Für die Forschungsreihe „Weiterbildung in Virtuellen Welten für Fach – und Führungskräfte“ wurden mit den Seminaren neuartige didaktische Konzepte mit dem Ansatz des situierten Lernens getestet. Dabei entsteht Wissen bei Lernenden durch einen aktiven Konstruktionsprozess neu. Die Teilnehmer der drei Seminare bewerteten das Potenzial der kollaborativen Lern- und Trainingsszenarien in virtuellen Welten sehr positiv. 80 Prozent stuften es als „hoch“ beziehungsweise „sehr hoch“ für die Personalentwicklung von Fach- und Führungskräften ein. 80 Prozent der Fach- und Führungskräfte hatten sich zuvor noch nie oder sehr selten in virtuellen Welten aufgehalten. Dass trotzdem 92 Prozent von ihnen die Veranstaltung als sehr gut bewerteten und sogar 88 Prozent der Teilnehmer bereit sind, die Veranstaltung aktiv weiterzuempfehlen, ist ein großes Kompliment für den hervorragenden Support durch das studentische Projektteam der Hochschule Heilbronn vor und während der Veranstaltung.

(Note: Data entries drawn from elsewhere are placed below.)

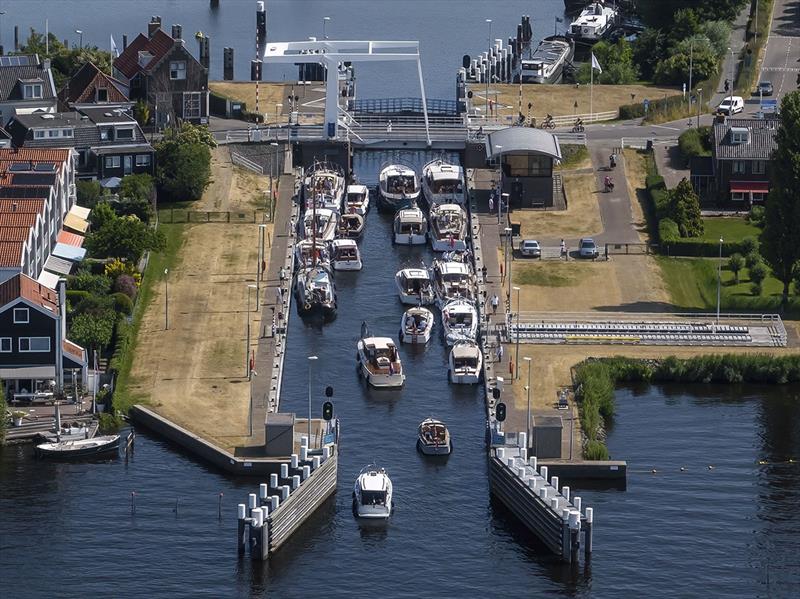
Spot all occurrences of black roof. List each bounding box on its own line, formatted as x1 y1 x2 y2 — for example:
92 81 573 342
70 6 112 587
713 117 780 160
0 54 57 102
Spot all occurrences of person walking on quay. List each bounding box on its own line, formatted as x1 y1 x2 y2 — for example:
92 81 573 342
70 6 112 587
491 294 499 315
488 192 495 213
496 343 504 364
560 239 566 258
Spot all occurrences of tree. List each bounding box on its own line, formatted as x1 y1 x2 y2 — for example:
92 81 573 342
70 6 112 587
134 100 151 128
762 91 800 307
77 180 103 208
18 28 111 88
116 174 154 221
69 312 115 353
668 9 702 48
575 39 639 85
654 47 718 85
89 202 117 229
156 140 212 201
728 253 744 283
745 251 763 271
749 261 768 287
701 21 732 58
667 178 704 237
632 28 666 81
87 215 165 263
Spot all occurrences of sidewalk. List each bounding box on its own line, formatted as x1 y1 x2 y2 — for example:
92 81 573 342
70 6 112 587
712 4 753 107
587 143 640 245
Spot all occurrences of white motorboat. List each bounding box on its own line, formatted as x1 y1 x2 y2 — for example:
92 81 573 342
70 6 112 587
378 162 421 211
393 206 428 245
448 341 483 384
567 2 618 42
429 203 468 252
441 298 478 345
35 434 120 459
303 208 339 242
337 212 365 240
432 259 475 307
331 238 363 271
294 239 331 269
421 159 465 206
295 264 337 321
353 465 393 519
357 323 405 388
345 184 370 215
395 267 435 305
399 306 434 344
303 161 346 212
417 418 452 455
516 35 575 84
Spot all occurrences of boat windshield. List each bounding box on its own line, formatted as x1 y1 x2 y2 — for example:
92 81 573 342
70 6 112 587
431 179 462 194
361 490 387 505
453 356 478 369
445 311 472 326
387 174 417 194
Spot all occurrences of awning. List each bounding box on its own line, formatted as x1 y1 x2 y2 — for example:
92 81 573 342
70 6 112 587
0 365 56 379
57 230 84 248
69 205 91 220
730 181 769 193
52 242 86 262
37 269 60 290
44 254 74 275
63 212 89 234
99 176 122 189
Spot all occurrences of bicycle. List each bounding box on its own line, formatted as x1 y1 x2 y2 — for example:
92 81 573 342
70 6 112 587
539 119 556 130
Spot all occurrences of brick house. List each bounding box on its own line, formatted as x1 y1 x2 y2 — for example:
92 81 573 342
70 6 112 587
58 61 132 113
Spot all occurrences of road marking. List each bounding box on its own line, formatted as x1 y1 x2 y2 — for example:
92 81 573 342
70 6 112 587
651 125 679 131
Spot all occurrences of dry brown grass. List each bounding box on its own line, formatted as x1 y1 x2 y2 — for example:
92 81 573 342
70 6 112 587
514 173 602 240
471 83 680 120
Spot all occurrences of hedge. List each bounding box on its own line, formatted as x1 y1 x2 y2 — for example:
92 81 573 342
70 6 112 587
661 238 751 257
619 94 685 120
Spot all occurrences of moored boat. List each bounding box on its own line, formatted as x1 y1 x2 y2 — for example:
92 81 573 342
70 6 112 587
303 207 339 242
337 212 365 240
421 159 465 206
345 184 370 215
302 161 346 212
35 434 120 459
399 306 434 344
441 298 478 345
417 418 452 455
448 341 483 384
294 239 331 269
393 206 428 245
331 238 363 271
429 203 468 252
353 465 393 519
516 35 575 84
395 267 435 305
357 323 405 388
378 162 420 211
567 2 618 42
295 264 337 321
432 258 475 307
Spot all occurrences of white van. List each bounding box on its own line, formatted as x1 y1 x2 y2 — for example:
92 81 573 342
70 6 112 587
717 96 745 115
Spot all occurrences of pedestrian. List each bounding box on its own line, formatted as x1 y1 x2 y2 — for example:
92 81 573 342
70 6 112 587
491 293 499 314
482 265 488 281
387 120 393 133
276 286 283 306
560 239 566 257
724 79 729 93
496 344 504 363
488 193 495 213
509 356 514 378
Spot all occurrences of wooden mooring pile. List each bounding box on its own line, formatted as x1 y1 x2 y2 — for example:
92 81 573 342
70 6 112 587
458 15 534 85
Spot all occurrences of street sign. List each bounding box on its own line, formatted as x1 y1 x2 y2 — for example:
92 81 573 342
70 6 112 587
761 99 778 114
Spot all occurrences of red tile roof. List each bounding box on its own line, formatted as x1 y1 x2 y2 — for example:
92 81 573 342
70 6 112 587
63 339 86 363
58 61 129 104
0 199 46 213
113 30 176 80
0 213 38 227
0 240 23 267
57 230 84 247
0 148 71 164
0 273 58 313
0 227 31 242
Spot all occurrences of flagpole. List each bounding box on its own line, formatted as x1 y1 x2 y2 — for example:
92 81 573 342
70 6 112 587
45 19 49 55
590 58 593 122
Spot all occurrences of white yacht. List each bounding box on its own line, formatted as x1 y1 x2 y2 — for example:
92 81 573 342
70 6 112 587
441 299 478 345
395 267 435 305
357 324 405 388
331 238 362 271
337 213 365 240
417 418 452 456
345 184 370 215
429 203 468 252
393 206 428 245
294 239 331 269
303 208 339 242
448 341 483 384
516 35 575 84
421 159 465 206
353 465 393 519
432 259 475 307
295 264 337 321
378 162 421 211
303 161 346 212
399 306 434 345
567 2 617 42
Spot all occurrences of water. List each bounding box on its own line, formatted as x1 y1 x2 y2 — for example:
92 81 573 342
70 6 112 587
0 0 565 99
2 149 800 596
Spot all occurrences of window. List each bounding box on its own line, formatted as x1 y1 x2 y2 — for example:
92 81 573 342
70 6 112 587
78 149 88 167
170 60 187 80
97 88 109 102
34 130 45 139
730 127 750 144
752 192 766 203
0 338 11 352
135 154 151 166
19 337 50 352
183 91 202 119
503 153 552 177
62 129 73 137
100 128 112 141
116 127 134 140
731 191 746 202
752 160 766 175
13 307 29 323
105 155 121 169
23 84 43 99
732 161 747 175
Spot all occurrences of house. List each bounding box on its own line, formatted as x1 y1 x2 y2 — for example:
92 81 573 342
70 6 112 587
709 117 779 204
0 147 85 285
57 61 132 113
113 16 209 126
5 108 154 181
0 54 58 126
0 274 87 402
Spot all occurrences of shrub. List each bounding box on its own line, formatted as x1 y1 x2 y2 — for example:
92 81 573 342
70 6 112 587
155 123 214 202
76 180 102 208
65 289 90 306
110 292 133 316
741 236 759 255
751 281 763 296
87 214 166 263
748 206 765 228
728 253 744 283
749 261 768 285
68 270 111 295
659 218 680 243
114 274 138 299
678 126 712 163
98 412 124 433
793 266 800 295
584 440 610 461
668 179 704 237
105 258 141 286
69 310 116 351
745 251 763 271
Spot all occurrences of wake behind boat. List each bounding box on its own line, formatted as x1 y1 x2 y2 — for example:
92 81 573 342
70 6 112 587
417 418 452 455
378 162 420 211
421 159 465 206
429 203 467 252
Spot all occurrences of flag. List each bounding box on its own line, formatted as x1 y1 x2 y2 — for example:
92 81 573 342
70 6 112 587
591 52 602 74
555 17 564 23
110 35 120 58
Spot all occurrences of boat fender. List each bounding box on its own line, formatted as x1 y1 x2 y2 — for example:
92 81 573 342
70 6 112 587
399 330 404 342
304 302 311 311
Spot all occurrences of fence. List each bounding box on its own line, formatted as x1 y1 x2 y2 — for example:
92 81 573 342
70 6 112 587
231 151 264 175
160 209 268 224
604 242 656 255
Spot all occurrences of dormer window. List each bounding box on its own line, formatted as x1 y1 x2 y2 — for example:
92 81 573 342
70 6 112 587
730 127 750 144
23 84 43 99
100 128 113 141
138 51 154 67
170 60 186 80
116 127 134 140
97 87 109 102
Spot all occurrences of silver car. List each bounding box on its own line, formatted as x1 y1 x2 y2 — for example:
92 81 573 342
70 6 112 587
520 239 541 258
579 238 598 259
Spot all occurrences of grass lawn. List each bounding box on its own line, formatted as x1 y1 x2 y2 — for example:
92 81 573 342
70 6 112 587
513 262 581 287
699 217 760 243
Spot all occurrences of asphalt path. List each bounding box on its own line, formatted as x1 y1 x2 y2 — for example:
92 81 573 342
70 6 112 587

Innovationsfähigkeit verlangt neue Wege

Der von den Studenten entworfene Burger-Konfigurator.

32 Fach- und Führungskräfte aus Unternehmen nahmen an den Seminaren teil, die in Kooperation mit der MFG Baden-Württemberg, „ka.bett // didactc design“, der Sympra GmbH (GPRA) und der Second Interest GmbH durchgeführt wurden. Die inhaltlichen und didaktischen Trainings- und Lernkonzepte wurden von Prof. Salmen und der Medienpädagogin Katja Bett entwickelt. Für die Seminare wurden als Referenten Frank Steiner von der RWTH Aachen, Frank Mattes, Geschäftsführer von „HLP innovation-3“, und Clemens Frowein, Partner bei HLP Entwicklungspartner, gewonnen. Sie befassten sich mit verschiedenen Aspekten des Themas Open Innovation. Zusätzlich wurden ebenfalls virtuelle Workshops durchgeführt.

Spaß am Lernen

Die Seminarteilnehmer mit ihren Avataren in der Arbeitsgruppe.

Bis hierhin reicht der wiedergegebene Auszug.